You are right for 2013-2014, Wave. Expect a lean year for 2014. They could make 1B just barely in that year. However, when VX-809 (Lumacaftor) is approved for marketing next year and launched late that year or early in 2015, the revenue will zoom to 3.5B (take-up will resemble the speed of Kalydeco adoption). VX-661 is better than VX-809 only because it does not induce Cytochrome P450(CYP4A) as much as 809 does, and require only 150mg of Kalydeco/day (809 needs 250mg of Kaly; CYP4A degrades Kaly). Otherwise, VX-809 is just as effective as 661 in improving FEV1 lung function post 28 days of the combo dosing. Good luck to you.
Verity, it has been known for more than a decade that the NO (nitric oxide) level is depressed in CF cells and restoration of the level can help the cells transport more Cl ions. An old paper attributes the effect to an activity of molecular chaperone, mediated by NO. Even if N30's drugs may not repair CFTR at its root, they may increase the number of defective CFTR in the cell membrane, and also reduce lung inflammation. Anti-inflammatory effect has been well established with GSNO class drugs. So, to answer your original question, their drugs can act synergistically for some with a suboptimal corrector/potetiator response.
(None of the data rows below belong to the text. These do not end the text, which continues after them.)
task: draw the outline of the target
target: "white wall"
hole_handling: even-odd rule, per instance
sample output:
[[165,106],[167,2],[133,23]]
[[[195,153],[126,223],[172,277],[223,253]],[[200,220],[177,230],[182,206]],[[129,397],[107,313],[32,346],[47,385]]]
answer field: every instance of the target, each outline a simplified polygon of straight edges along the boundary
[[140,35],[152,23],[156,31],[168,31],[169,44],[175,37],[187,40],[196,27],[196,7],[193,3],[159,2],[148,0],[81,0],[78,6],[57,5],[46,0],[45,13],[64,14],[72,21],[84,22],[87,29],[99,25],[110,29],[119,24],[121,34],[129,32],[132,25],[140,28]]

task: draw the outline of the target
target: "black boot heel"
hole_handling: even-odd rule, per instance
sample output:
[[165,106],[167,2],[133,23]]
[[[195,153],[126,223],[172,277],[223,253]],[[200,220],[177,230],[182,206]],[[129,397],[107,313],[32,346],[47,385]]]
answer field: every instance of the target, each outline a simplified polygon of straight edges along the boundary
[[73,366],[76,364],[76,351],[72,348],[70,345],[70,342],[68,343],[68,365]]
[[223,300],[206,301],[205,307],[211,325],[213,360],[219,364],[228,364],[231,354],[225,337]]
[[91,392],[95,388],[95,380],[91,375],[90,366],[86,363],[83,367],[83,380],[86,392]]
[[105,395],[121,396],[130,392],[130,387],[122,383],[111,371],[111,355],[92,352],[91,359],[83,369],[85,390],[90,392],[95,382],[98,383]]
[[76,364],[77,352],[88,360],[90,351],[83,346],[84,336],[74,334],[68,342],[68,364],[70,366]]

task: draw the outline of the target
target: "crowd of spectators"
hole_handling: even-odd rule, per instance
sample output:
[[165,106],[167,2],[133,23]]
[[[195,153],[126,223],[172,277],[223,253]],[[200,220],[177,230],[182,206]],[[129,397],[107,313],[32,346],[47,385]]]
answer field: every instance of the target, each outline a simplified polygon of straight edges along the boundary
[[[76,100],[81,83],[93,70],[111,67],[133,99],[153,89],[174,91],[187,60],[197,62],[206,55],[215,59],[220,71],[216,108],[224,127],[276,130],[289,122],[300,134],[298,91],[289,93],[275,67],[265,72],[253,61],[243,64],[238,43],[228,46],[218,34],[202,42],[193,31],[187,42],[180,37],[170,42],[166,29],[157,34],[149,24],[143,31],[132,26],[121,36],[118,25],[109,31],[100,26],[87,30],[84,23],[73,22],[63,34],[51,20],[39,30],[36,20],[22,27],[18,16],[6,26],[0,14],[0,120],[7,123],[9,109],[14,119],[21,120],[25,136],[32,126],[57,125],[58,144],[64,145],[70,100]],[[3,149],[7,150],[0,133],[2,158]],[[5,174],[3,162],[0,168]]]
Yes, 661 is certainly better than 809.
The next catalyst for the CF program is the Phase I and II trials for VX-983, the third corrector. If it is also safe and effective, they will combine 661 with 983 to strive for a 10% absolute FEV1 change for all 508 patients.
The trial was a doubly blinded, thorough dose escalating study, and not small in participant numbers. If Sarepta Phase II is good enough for an FDA approval, VX-661 would certainly qualify for an marketing approval on this Phase II.
My estimates were very conservative. We may see a yearly revenue of 10B or more in 2017.